In December 2007, I was appointed as the Inpsector General of the Securities and Exchange Commission and served in that capacity until January 2012. An IG is an internal watchdog for a governmental body with its primary purpose being to identity and reduce waste, fraud, and abuse in the agency. IGs supervise both internal audit and investigative units.

During my tenure as IG of the SEC, I oversaw audits and investigations of many high-profile matters, including: the SEC’s oversight of Bear Stearns analyzing what led to its collapse in March of 2008; the SEC’s failure to uncover the $50 billion Ponzi scheme perpetrated by Bernie Madoff; the SEC’s failure to uncover the $7 billion fraud perpetrated by Allen Stanford; an SEC settlement of an enforcement action against Bank of America that was rejected by the federal court; and the alleged SEC coordination with Congress and the White House concerning the timing of the bringing of an enforcement action against Goldman Sachs to ensure passage of Dodd-Frank in April 2010. 

H. David Kotz will be speaking on this topic at the SuperStrategies 2016 Conference taking place in Las Vegas from Sept. 27 to 29. Click here for more information or to register to attend.

These investigations and audits led to different findings and conclusions as in several cases I was critical of SEC’s failures (such as the failure to identify red flags concerning the Bear Stearns collapse and the Madoff and Stanford frauds), and in others I found the allegations against the SEC to be unsubstantiated, such as the alleged SEC coordination with the White House.    

Lessons Learned from These Investigations

After these many investigations and audits, I concluded that there were four factors that led to the SEC failing to perform adequately in its own investigations and examinations of registered entities.  These lessons learned can be helpful for internal auditors as well. 

Lack of aggressive oversight
In the Bear Stearns scenario, the SEC had the information and ability to pressure Bear Stearns but simply did not exert sufficient influence. This also came up in the Madoff case, as the SEC examiners and investigators never believed that Madoff could be operating a Ponzi scheme despite the evidence they had in front of them. Similarly, in Stanford, several senior-level SEC officials did not prioritize bringing an Enforcement action even though many at the SEC believed he was perpetrating a fraud.

Lack of skills and competence
In the Madoff case, the SEC examiners and investigators simply failed to conduct competent exams and investigations of Madoff and his companies. One or two calls or communications with the right outside entity by the SEC would have uncovered the scheme immediately. The Bear Stearns investigations also revealed glaring failures to follow up and in Stanford, merely initiating an Enforcement investigation sooner could have uncovered the fraud before any U.S. investors lost money.  

Lack of accountability
No SEC employees were fired over the lapses in the Madoff and Stanford cases. 

Greater-than-achievable mandates
The response to the SEC’s failure to uncover these large frauds was to give it more responsibility through the Dodd-Frank Act. There were also situations in which the SEC was given additional responsibilities without the funding and resources to perform them adequately. 

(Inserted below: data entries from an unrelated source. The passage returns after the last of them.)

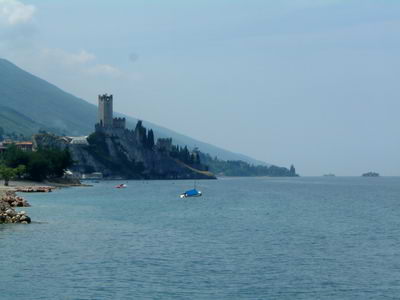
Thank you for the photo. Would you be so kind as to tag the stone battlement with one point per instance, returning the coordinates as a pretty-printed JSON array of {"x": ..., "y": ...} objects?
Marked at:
[
  {"x": 105, "y": 115},
  {"x": 119, "y": 123}
]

How Auditors Can Prevent Fraud

Companies, and particularly auditors, can learn from the SEC’s mistakes as follows:

  • Establish and maintain strong internal controls that are continuously strengthened. An aggressive culture of compliance can be accomplished by senior management’s control environment (tone at the top) and buy-in from the top executive. A code of conduct must be in place and must be adhered to strictly.
  • Ensure adequate segregation of duties involving custody, authorization, and control of source documents and records.  The lack of proper segregation of duty policies is most often the root cause of fraud events in companies without strong internal controls in this area.
  • Ensure competence through training, communication, and education on values. Companies must ensure that employees are properly trained and educated.
  • Hold employees accountable and reinforce proper behavior. Companies must hold their employees accountable for complying with the code of conduct.
  • Learn how to identify and spot red flags of potential fraud.  The following are common fraud indicators:
  • Secretive behavior, Refusal to answer questions, Working constantly, Spending lavishly, Overriding controls, and Unusual transactions.

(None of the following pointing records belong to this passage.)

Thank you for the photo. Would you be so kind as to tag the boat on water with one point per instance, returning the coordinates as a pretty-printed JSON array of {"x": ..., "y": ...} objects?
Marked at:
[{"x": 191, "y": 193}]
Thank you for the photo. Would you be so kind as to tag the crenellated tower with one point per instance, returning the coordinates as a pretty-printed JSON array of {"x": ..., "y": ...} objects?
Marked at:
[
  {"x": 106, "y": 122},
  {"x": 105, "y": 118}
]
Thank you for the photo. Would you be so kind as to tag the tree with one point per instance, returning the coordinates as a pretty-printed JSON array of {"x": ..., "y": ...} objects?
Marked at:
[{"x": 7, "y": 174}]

Internal auditors also have many responsibilities with respect to potential fraud including: Being attuned to potential red flags; Professional skepticism; Evaluating if controls are in place and working to detect fraud; Document and report possible fraud incidents; Conducting preliminary investigations.

Heeding the lessons learned above and ensuring that fraud indicators are identified and tracked quickly can help internal auditors to fulfill their responsibilities to assist in the detection and prevention of fraud. 

The opinions expressed here are those of the author and do not represent the opinions, position, or policy of Berkeley Research Group, LLC or its other employees and affiliates. The information provided by this article should not be construed as financial or legal advice. The reader should consult with his or her own advisers.